Juga termasuk riba ba’i yaitu jual-beli emas melalui telepon, karena serah-terima komoditi riba yang sama illatnya tidak tunai. Hal ini pernah ditanyakan kepada lembaga fatwa kerajaan Arab Saudi, fatwa No. 3211, yang berbunyi, ”Soal: Terkadang pemilik toko emas membeli emas dalam jumlah besar dari salah satu agen emas di luar kota melalui telepon, dan jenis emas yang dipesan jelas. Setelah terjadi kesepakatan harga, kemudian pembeli mengirim uang kepada penjual melalui transfer rekening bank, apakah transaksi ini dibolehkan, atau apa yang harus dilakukan? Jawab: transaksi ini hukumnya tidak boleh, karena serah-terima barang emas dan uang tidak tunai, padahal keduanya adalah komoditi riba. Transaksi ini termasuk riba nasi’ah, hukumnya haram. Solusinya, pada saat uang diterima, akad jual-beli diulang kembali agar akad berlangsung tunai.” (Fatawa lajnah daimah, jilid XIII, hal. 475). (PM)
Pull-quote:
- Nabi Shallallahu ‘alaihi wa sallam bersabda, “Emas ditukar dengan emas, perak ditukar dengan perak, gandum ditukar dengan gandum, dan sya’ir (gandum kasar) ditukar dengan sya’ir, kurma ditukar dengan kurma, garam ditukar dengan garam, haruslah sama ukuran dan takarannya serta tunai. Apabila jenisnya berbeda, ukurannya juga boleh berbeda dengan syarat tunai.” (HR. Muslim).
- Benda ribawi yang disebutkan dalam dalil ada enam macam: emas, perak, bur (gandum halus), sya’ir (gandum kasar), kurma, dan garam.
- Berdasarkan illah-nya, enam benda ribawi di atas dibagi menjadi dua:
- Benda yang menjadi alat tukar. Dalam hadis diwakili dengan emas dan perak. Termasuk dalam hal ini adalah semua mata uang yang berlaku dalam setiap negara.
- Benda yang menjadi bahan makanan. Dalam hadis disebutkan gandum kasar, gandum halus dan kurma. Dianalogikan dengan hal ini adalah beras, dan semua bahan makanan pokok di setiap daerah.
- Riba ada dua: riba fadhl dan riba nasiah:
- Riba fadhl: penambahan pada transaksi benda ribawi yang satu macam.
- Riba nasiah: penundaan penyerahan benda ribawi yang sama illah-nya, di luar majelis akad.

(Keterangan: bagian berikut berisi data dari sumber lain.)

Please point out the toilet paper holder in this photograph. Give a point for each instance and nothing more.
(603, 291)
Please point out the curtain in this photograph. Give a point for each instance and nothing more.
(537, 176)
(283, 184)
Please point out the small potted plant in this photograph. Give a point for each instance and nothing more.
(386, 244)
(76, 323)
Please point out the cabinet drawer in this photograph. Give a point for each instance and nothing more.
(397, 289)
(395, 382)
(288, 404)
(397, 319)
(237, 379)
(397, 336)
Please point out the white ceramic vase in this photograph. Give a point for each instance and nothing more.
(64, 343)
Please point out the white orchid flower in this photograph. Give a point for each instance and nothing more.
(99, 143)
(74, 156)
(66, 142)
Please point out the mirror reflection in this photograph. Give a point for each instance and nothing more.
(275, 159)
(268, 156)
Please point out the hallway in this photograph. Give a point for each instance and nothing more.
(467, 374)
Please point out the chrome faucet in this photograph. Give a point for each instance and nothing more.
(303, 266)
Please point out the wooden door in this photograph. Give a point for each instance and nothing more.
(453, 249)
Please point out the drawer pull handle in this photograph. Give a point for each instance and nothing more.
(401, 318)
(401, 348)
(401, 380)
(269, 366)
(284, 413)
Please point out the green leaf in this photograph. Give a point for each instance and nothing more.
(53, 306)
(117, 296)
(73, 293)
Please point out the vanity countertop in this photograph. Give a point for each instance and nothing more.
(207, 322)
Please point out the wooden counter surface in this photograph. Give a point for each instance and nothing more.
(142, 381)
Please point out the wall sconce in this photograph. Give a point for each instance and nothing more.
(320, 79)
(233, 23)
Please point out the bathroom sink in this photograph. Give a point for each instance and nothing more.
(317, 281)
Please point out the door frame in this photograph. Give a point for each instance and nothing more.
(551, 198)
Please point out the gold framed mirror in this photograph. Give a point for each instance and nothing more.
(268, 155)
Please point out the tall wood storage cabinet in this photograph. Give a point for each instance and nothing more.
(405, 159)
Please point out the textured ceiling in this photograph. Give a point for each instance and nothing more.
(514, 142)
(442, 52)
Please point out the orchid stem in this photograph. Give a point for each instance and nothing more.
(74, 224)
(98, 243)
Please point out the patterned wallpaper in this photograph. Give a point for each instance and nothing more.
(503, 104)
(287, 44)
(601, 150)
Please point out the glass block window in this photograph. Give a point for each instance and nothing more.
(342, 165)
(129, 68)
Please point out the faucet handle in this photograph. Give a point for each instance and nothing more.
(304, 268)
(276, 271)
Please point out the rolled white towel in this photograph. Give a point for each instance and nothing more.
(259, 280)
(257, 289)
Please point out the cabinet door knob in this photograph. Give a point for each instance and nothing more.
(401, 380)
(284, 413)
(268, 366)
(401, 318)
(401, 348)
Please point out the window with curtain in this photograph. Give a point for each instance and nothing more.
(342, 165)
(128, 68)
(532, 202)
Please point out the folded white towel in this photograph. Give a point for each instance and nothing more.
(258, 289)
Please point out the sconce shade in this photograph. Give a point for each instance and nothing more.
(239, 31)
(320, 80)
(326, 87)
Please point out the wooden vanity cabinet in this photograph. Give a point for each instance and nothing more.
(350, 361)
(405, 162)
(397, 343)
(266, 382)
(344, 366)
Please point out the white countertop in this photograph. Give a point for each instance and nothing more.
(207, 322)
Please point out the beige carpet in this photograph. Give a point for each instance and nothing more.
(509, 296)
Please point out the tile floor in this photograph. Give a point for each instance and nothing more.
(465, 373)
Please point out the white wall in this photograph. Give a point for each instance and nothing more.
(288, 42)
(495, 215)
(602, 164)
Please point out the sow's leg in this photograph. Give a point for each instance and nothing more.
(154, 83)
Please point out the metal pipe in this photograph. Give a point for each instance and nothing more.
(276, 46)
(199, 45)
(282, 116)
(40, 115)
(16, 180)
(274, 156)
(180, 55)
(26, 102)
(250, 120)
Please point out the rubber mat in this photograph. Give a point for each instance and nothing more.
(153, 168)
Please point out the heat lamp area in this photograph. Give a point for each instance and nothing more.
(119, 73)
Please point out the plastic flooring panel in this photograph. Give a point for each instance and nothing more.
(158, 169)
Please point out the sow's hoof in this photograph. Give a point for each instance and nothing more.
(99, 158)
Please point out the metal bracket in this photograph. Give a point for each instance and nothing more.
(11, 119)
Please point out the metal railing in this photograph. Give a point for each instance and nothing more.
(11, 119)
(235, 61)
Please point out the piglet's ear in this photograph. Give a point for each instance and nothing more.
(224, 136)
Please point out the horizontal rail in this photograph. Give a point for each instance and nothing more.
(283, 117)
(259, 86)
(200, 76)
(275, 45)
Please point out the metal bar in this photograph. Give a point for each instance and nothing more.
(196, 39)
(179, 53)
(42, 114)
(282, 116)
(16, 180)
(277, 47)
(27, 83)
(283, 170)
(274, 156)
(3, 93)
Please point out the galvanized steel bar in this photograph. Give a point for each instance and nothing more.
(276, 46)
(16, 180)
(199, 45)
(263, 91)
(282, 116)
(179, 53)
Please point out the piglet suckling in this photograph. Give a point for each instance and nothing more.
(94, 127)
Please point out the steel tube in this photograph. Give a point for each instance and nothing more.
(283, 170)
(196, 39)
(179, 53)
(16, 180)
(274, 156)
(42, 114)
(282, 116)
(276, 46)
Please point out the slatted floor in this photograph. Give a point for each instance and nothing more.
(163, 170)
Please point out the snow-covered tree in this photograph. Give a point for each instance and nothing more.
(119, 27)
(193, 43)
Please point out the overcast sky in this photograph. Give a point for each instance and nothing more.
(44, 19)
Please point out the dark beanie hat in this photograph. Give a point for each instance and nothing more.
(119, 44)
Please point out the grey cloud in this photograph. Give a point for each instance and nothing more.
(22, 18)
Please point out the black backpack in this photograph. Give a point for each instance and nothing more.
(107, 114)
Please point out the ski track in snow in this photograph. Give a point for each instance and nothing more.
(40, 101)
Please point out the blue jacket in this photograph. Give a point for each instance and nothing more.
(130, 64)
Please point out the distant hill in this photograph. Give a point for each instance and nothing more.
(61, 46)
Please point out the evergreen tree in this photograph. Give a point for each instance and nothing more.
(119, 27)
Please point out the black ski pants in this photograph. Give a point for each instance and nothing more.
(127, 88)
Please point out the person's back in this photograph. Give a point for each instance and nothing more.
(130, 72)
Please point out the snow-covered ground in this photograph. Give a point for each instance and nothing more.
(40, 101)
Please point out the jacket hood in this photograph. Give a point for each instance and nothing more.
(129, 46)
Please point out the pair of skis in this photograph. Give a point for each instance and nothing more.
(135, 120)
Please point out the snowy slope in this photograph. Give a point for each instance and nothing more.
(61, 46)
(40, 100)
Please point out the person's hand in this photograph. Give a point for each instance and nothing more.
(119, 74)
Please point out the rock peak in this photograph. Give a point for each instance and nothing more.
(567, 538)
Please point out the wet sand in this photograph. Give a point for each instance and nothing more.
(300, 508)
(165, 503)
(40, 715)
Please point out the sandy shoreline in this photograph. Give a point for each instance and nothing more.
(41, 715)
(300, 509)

- Aturan tukar-menukar (jual-beli) barang ribawi:
- Tukar-menukar barang ribawi yang sama jenisnya, seperi emas x ditukar emas Y, rupiah ditukar dengan rupiah. Aturannya, harus sama dan tunai.
- Tukar-menukar barang ribawi yang beda jenis, tapi sama illah-nya. Seperti emas ditukar dengan perak, beli emas dengan uang kartal. Aturannya, harus tunai, meskipun beratnya atau nilai nominalnya boleh beda.
- Tukar-menukar barang ribawi yang beda jenis, dan beda illah-nya, seperti uang dengan bahan makanan. Tidak ada aturan yang mengikat untuk jual beli ini, sehingga boleh dilakukan tidak tunai.
- Tidak boleh jual beli emas, perak, tukar valas melalui online, karena jual-beli online mengharuskan transaksi yang tidak tunai.